Mr. Barry Devolin, Member of Parliament for Haliburton–Kawartha Lakes–Brock, congratulated the Society on its project today at an event held by the project sponsors. Mr. Devolin was representing the Honourable Diane Finley, Minister of Human Resources and Skills Development, and the Honourable Diane Ablonczy, Minister of State (Seniors).
“Our government takes elder abuse very seriously, and we will combat it in all its forms, from physical to financial and emotional,” said Mr. Devolin. “Awareness is key to eliminating elder abuse. That is why the Government of Canada supports projects like this one, so that the community has the information it needs to recognize this abuse and to let seniors know that help is available.”
The Korean Senior Citizens Society of Toronto will receive $101,492 for its project called Elder Abuse Education for Korean Seniors and the Korean Community. Through educational outreach, the Society will raise awareness of elder abuse within the Korean community of Toronto, and reach out to seniors to inform them where to seek help.
Today’s celebration follows an announcement on February 11, 2010, of an investment of more than $1.5 million in 16 projects across Canada that will help reduce the incidence of abuse against older adults throughout the country.
The project highlighted today falls under the Elder Abuse Awareness component of the New Horizons for Seniors Program, which supports national and regional projects.

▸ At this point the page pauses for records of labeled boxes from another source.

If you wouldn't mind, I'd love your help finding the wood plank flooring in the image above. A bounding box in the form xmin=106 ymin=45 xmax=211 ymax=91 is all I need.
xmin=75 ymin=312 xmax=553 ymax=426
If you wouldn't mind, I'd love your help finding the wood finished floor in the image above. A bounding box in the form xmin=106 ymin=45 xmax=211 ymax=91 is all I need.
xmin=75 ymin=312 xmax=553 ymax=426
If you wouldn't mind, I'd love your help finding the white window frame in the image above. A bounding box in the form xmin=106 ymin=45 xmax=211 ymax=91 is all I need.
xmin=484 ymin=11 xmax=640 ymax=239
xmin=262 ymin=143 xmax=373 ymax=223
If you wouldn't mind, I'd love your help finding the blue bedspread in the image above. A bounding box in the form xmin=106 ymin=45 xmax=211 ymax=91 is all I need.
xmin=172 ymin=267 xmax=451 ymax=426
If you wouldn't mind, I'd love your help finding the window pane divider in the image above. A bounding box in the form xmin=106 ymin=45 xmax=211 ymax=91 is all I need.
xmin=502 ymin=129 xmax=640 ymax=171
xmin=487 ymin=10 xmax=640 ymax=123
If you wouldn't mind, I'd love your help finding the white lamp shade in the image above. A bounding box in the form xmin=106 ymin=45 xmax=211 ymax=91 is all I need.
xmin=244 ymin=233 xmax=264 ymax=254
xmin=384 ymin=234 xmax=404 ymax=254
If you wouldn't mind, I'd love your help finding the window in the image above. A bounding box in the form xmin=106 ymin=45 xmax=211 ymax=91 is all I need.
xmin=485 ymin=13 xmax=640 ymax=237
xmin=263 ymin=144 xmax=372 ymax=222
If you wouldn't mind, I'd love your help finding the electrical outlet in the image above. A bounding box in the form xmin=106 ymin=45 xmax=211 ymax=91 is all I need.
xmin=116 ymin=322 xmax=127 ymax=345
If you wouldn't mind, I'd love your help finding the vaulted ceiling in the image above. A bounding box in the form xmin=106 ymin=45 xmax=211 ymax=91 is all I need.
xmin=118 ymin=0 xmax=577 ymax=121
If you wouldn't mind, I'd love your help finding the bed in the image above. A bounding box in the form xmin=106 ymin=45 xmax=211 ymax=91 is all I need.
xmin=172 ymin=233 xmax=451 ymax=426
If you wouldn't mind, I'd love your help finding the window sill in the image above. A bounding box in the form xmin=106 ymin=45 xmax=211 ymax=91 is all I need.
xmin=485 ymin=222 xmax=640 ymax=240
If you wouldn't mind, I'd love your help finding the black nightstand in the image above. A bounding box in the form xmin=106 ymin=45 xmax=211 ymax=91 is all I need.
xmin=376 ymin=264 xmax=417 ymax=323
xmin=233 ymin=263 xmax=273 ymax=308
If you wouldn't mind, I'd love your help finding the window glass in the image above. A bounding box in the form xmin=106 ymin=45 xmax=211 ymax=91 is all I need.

The New Horizons for Seniors Program helps to ensure that seniors are able to benefit from and contribute to the quality of life in their communities through their social participation and active living. Since its beginning, the Program has funded over 6,000 projects in hundreds of communities across Canada. Last year alone, more than 100,000 seniors in over 500 communities throughout the country were involved in projects funded by the Program.
The recent Jobs and Growth Budget committed $5 million per year to increase funding for the New Horizons for Seniors Program. This will be in addition to the $35 million provided every year to support projects for seniors in communities across Canada.